Solution

The problem requirement is equivalent to the proof: When dividing the set  {n, n + 1,...,2n) into two subsets, there exists a two-element subset whose sum is a perfect square.

Let x be the largest positive integer such that  x² ≤ n. Then we have  n < (x + l)². ie n ≤ x² + 2x. Since  n ≥ 100 so (x + l)² > 100, ie  x > 9. From here, we have

2n - (2x² - 2) ≥ 2x² - (2x² - 2) > 0,

(2x² - 2) - (2x² - 4x + 3) = 4x - 5 > 0,

(2x² -4x + 3)- (2x² - 8x + 6) = 4x - 3 > 0.

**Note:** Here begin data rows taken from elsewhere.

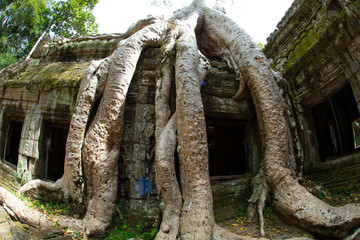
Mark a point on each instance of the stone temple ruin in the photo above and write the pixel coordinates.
(316, 48)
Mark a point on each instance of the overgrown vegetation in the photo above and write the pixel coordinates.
(123, 231)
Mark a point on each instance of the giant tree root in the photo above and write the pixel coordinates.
(95, 155)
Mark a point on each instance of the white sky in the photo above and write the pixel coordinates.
(258, 17)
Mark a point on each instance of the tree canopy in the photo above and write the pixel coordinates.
(23, 22)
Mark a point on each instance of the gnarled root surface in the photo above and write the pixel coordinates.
(93, 155)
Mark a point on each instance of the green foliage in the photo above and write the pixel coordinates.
(73, 17)
(24, 21)
(54, 208)
(137, 232)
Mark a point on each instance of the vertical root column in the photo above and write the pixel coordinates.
(102, 142)
(167, 182)
(197, 220)
(165, 135)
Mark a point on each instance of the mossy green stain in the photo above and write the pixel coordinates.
(47, 77)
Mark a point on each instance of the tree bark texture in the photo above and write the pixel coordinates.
(91, 158)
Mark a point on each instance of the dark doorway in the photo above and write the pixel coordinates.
(12, 142)
(55, 143)
(333, 124)
(227, 147)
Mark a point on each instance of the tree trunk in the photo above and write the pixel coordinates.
(91, 157)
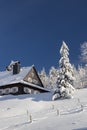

(2x² - 8x + 6)-n ≥ (2x² - 8x + 6)- (x² + 2x) = x(x - 10) + 6 > 0.

I guess

                     n < 2x² - 8x + 6 < 2x² - 4x + 3 < 2x² - 2 <2 n.

Thus, three numbers 2x²-8x+6, 2x^2-4x+3 and 2x²-2 are three numbers in the set  A ={n, n + 1,...,2n).

When the set A is divided into two subsets, two of these three numbers will belong to the same subset. Which (2x² - 8x + 6) + (2x² - 4x + 3) = (2x - 3)², (2x² - 8x + 6) + (2x² - 2) = (2x - 2)² and (2x² - 4x + 3) + (2x² - 2) = (2x -1)² are all perfect squares, so we have something to prove.